As the virus spread, prisoners have been forced into a life or death situation. In addition, they can’t see their families, many can’t leave their cells, thousands can’t get anything to eat but bad rations.
Dozens of videos taken inside Texas prisons over the course of the pandemic show crackling blazes outside of cells, in stairwells, and in housing areas. Prisoners set these fires, to attract the attention of officials who might address whatever problems the overextended guards aren’t tending to, including poor food, dirty clothes, or no access to showers.
Prison officials have been ignoring their actions, made easier because more than 200 Texas prison buildings do not have working fire alarm systems. Last year’s annual inspection report found 2,925 safety violations in the prison system, which corrected only 167 of them, or less than 6 percent.
The current situation is extremely dangerous for prisoners and prison staff.
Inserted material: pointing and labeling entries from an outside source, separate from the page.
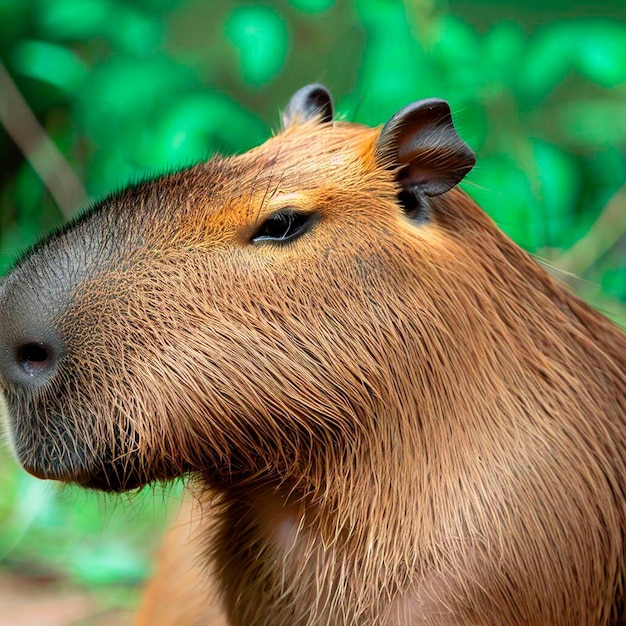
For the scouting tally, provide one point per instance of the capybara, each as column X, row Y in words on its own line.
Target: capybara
column 396, row 416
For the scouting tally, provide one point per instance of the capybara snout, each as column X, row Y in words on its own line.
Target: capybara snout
column 221, row 293
column 405, row 420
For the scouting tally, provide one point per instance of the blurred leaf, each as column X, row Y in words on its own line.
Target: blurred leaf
column 127, row 27
column 197, row 125
column 49, row 63
column 312, row 6
column 71, row 19
column 559, row 190
column 261, row 39
column 601, row 53
column 504, row 191
column 124, row 91
column 593, row 122
column 547, row 60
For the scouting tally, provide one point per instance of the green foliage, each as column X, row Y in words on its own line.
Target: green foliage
column 126, row 88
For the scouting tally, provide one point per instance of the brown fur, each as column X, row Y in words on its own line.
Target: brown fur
column 396, row 423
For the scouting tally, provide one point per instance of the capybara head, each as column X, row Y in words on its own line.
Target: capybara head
column 329, row 315
column 232, row 317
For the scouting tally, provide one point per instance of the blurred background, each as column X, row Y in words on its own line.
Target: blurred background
column 97, row 93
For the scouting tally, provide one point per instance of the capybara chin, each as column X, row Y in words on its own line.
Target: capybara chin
column 398, row 416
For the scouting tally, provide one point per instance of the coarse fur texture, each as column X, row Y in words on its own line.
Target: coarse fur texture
column 395, row 421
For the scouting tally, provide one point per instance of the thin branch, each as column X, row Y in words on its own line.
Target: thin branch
column 31, row 138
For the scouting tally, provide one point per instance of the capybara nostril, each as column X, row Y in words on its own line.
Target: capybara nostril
column 36, row 358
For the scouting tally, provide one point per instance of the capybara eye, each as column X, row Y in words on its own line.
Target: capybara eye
column 282, row 226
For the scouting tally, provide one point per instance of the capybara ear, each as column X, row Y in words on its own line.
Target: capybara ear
column 309, row 102
column 422, row 140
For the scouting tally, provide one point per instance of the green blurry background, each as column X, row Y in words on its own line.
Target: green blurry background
column 127, row 88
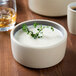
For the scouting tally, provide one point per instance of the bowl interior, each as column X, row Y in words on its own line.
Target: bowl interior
column 44, row 22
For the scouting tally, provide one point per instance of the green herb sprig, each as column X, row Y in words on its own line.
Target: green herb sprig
column 36, row 35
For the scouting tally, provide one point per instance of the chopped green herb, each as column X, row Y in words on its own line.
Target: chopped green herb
column 36, row 35
column 35, row 25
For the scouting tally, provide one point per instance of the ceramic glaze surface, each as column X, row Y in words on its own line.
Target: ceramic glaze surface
column 50, row 7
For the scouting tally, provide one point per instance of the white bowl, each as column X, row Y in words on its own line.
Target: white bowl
column 42, row 57
column 49, row 7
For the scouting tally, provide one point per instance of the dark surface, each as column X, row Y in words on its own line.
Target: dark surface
column 9, row 67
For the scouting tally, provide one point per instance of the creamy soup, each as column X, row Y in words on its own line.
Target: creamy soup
column 49, row 37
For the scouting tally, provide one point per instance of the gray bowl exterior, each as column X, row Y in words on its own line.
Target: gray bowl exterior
column 38, row 57
column 49, row 7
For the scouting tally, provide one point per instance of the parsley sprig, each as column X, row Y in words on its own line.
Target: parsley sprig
column 39, row 29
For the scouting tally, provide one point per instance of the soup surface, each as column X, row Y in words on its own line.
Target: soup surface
column 49, row 37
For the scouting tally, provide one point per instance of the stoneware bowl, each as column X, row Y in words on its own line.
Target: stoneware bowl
column 49, row 7
column 42, row 57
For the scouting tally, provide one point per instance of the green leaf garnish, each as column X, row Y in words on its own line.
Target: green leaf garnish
column 40, row 30
column 35, row 25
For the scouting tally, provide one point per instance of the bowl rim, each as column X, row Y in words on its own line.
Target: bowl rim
column 55, row 45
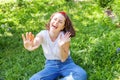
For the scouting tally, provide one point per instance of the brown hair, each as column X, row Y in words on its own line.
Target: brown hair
column 68, row 24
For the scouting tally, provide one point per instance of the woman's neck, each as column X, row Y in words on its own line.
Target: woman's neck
column 53, row 35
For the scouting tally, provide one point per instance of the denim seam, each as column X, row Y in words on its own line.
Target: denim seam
column 48, row 75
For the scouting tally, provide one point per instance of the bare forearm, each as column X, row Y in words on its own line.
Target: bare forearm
column 63, row 54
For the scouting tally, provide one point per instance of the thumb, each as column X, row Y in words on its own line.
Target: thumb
column 60, row 36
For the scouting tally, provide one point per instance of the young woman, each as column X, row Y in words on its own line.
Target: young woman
column 55, row 41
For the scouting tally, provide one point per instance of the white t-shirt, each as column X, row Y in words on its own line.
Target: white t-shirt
column 50, row 48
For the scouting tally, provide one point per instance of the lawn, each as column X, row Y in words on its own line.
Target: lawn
column 93, row 47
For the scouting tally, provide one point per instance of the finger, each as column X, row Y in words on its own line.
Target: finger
column 27, row 36
column 67, row 35
column 61, row 36
column 23, row 37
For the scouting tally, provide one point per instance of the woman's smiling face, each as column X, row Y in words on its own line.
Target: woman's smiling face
column 57, row 22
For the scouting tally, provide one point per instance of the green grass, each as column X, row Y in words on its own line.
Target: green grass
column 93, row 48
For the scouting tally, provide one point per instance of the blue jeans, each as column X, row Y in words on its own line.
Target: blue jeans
column 55, row 68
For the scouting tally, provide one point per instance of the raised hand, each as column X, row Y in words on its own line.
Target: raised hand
column 28, row 40
column 64, row 39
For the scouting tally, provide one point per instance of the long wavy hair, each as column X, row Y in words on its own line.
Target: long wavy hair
column 68, row 24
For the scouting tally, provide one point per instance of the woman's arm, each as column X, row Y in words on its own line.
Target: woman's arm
column 64, row 50
column 31, row 43
column 64, row 44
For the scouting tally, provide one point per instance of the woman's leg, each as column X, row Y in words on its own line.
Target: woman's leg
column 45, row 74
column 73, row 72
column 49, row 73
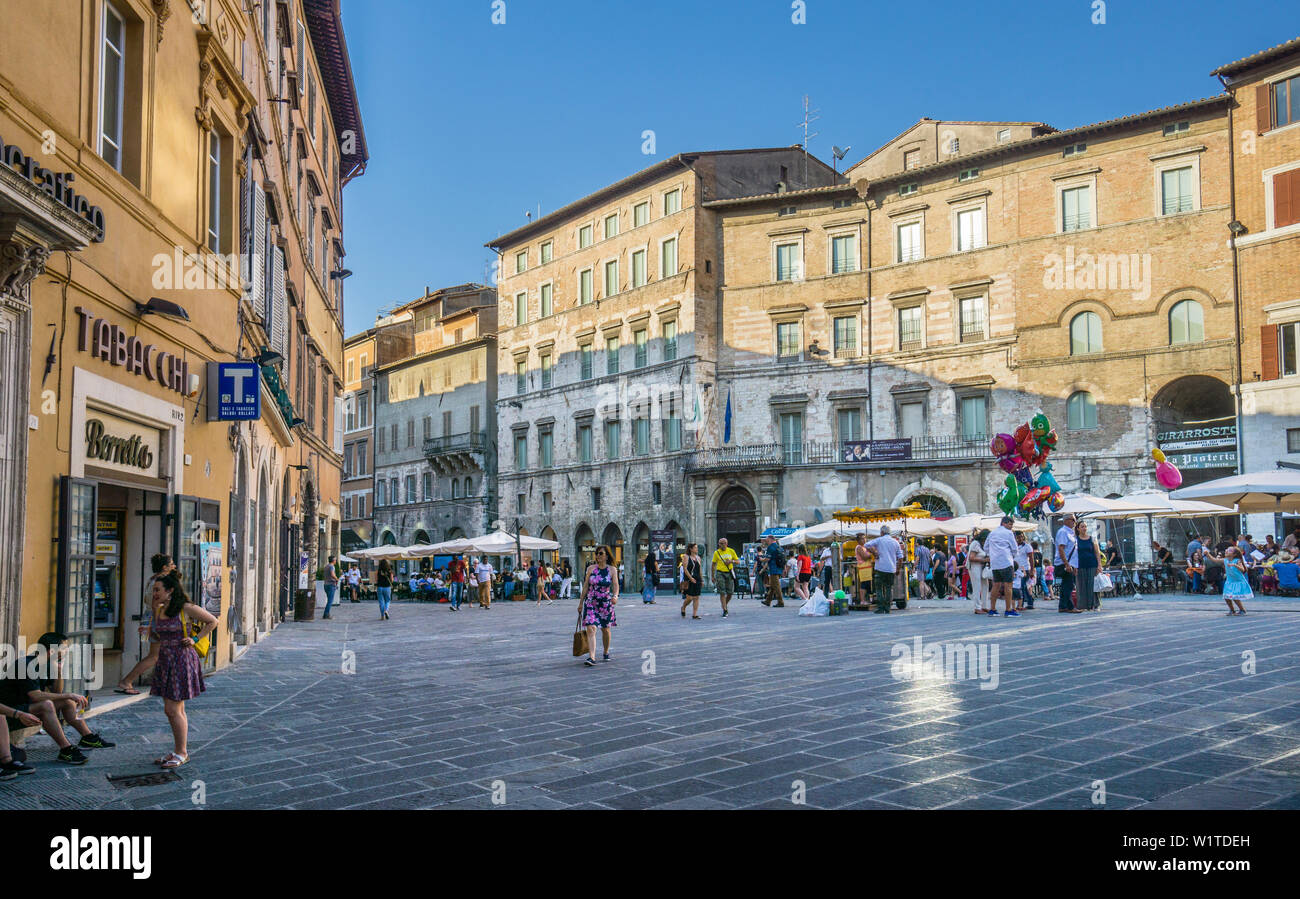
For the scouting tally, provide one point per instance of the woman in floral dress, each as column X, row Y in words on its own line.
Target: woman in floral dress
column 178, row 674
column 599, row 596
Incarcerated persons can’t protect themselves. You combine the risks of COVID-19 and a situation where there’s not adequate safety infrastructure in place: a recipe for a disaster.
On person incarcerated in Texas says: “It’s a nonviolent protest going on right now because the officers, in the middle of the coronavirus, have refused us electricity for several hours, no showers or anything.
In the months since, prisoners across the state have shared accounts, videos and pictures documenting the fires. In some clips men in a smoke-filled unit screamed, “We can’t breathe! We can’t breathe!” after staff members did not respond to fires that smoldered for hours.
Other video taken a few days later showed the red glow of flames from a tier of cells below. “That’s a fire,” a male voice says. “They’re not trying to put it out or nothing.”
One prisoner said sometimes the flames continued unabated for hours, while men at other units reported separate fires two or three times a day.